MRI-targeted biopsies combine MR images of suspected cancer with real-time ultrasound. In the new study, the technique discovered approximately 10% more prostate cancers than systematic biopsy alone and upgraded or changed 22% of more than 2,100 cases to a more aggressive forms of the disease, according to researchers from the U.S. National Cancer Institute (NCI).
"Prostate cancer has been one of the only solid tumors diagnosed by performing systematic biopsies 'blind' to the cancer's location," said senior author Dr.
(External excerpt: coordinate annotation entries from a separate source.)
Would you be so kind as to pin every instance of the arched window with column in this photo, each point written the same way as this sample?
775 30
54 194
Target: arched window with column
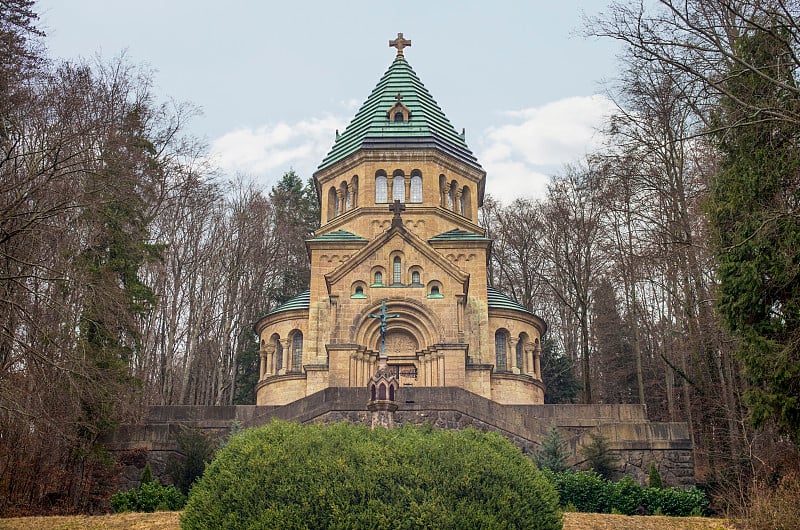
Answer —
397 271
399 186
332 203
380 187
466 202
297 351
416 186
521 362
501 350
276 342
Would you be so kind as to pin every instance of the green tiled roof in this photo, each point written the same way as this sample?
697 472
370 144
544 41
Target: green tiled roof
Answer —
301 301
458 235
339 235
498 300
427 127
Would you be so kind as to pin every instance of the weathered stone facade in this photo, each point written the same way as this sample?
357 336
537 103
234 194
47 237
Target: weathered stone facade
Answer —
457 353
425 256
631 436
Peter Pinto, from the NCI's Center for Cancer Research, in a statement. "With the addition of MRI-targeted biopsy to systematic biopsy, we can now identify the most lethal cancers within the prostate earlier, providing patients the potential for better treatment before the cancers spread."
Prostate cancer varies widely in severity and can easily metastasize to other parts of the body. While low-grade prostate cancer is associated with a very low risk of death and often does not require treatment, high-grade prostate cancer is much more likely to spread and greatly reduce a patient's chances for survival.
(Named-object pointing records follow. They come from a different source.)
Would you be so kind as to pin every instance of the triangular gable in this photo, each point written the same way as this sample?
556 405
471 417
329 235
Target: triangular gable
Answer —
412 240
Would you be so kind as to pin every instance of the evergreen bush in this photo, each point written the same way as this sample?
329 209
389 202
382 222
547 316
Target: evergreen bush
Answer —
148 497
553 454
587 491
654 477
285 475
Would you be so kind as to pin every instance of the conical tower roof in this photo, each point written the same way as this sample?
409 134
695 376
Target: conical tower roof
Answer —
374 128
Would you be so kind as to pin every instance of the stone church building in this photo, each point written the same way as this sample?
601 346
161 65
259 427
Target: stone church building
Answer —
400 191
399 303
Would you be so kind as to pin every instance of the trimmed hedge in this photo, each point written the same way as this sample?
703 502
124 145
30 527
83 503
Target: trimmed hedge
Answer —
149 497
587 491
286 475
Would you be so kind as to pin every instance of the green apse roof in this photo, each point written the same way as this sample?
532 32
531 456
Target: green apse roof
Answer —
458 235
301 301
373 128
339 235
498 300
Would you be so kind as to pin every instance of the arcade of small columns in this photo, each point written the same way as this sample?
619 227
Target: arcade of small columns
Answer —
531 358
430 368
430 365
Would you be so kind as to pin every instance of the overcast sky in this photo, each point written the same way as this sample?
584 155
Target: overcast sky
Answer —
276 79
Pinto and several NIH colleagues first developed MRI-targeted biopsies more than 10 years ago, and they worked with Philips Healthcare to develop software designed to overlay MR images onto ultrasound in real-time to provide a view of lesions from which samples could be taken. It was a task not possible solely with systematic biopsy, which is a considerably less direct method of locating and sampling suspected cancerous lesions and naturally is prone to miss more severe cancer.
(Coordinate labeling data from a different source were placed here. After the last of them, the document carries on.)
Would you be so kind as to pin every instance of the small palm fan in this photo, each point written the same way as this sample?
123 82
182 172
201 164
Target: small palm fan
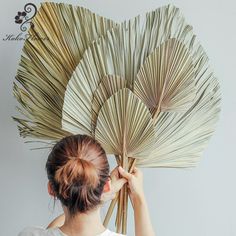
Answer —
143 88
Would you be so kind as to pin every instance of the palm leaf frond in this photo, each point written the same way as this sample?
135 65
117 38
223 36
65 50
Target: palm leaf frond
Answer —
166 81
124 122
63 33
182 137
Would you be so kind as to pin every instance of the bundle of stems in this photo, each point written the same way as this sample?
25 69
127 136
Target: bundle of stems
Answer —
145 91
121 199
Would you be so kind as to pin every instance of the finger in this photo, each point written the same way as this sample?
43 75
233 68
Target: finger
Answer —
124 173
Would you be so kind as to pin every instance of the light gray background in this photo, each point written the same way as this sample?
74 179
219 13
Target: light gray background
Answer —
200 202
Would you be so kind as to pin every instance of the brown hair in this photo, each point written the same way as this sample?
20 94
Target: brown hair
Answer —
78 169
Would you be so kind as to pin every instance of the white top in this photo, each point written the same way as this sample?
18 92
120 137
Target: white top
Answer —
38 231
"For decades [systematic biopsy] has led to the overdiagnosis and subsequent unnecessary treatment of nonlethal cancers, as well as missing aggressive high-grade cancers and their opportunity for cure," Pinto noted.
To determine the efficacy of MRI-targeted biopsy, Pinto and colleagues analyzed 2,103 men with lesions visible on MRI who underwent both MRI-targeted and systematic biopsies. Of those subjects, 1,312 men (62%) were diagnosed with cancer and 404 (19%) of them underwent prostatectomy.
In the direct comparison of diagnoses, the researchers found that MRI-targeted biopsy resulted in 208 more cancer diagnoses (10%) than systematic biopsy alone and led to 458 upgrades (22%) or changes in diagnosis to a more aggressive cancer, based on analysis of the biopsy tissue by histopathology.
In addition, among the men who underwent prostatectomy, MRI-targeted biopsies underdiagnosed fewer cancers (30%), compared with systematic biopsy alone, which underdiagnosed approximately 40%. When the two approaches were combined, underdiagnosed cases decreased to 14% of the cancers.
For the most aggressive prostate cancer cases, systematic biopsy underdiagnosed 17% of the patients, compared with 9% of those cases with MRI-targeted biopsy. When combined, the modalities only missed 3.5% of the most aggressive cancers.
"Seeing this technology really make a difference in how we diagnose and treat prostate cancer is validation of the work we have done and continue to do at NIH," Pinto stated. "But the change that matters most to us is how this impacts the patients we see every day, for whom we can now make more informed treatment decisions."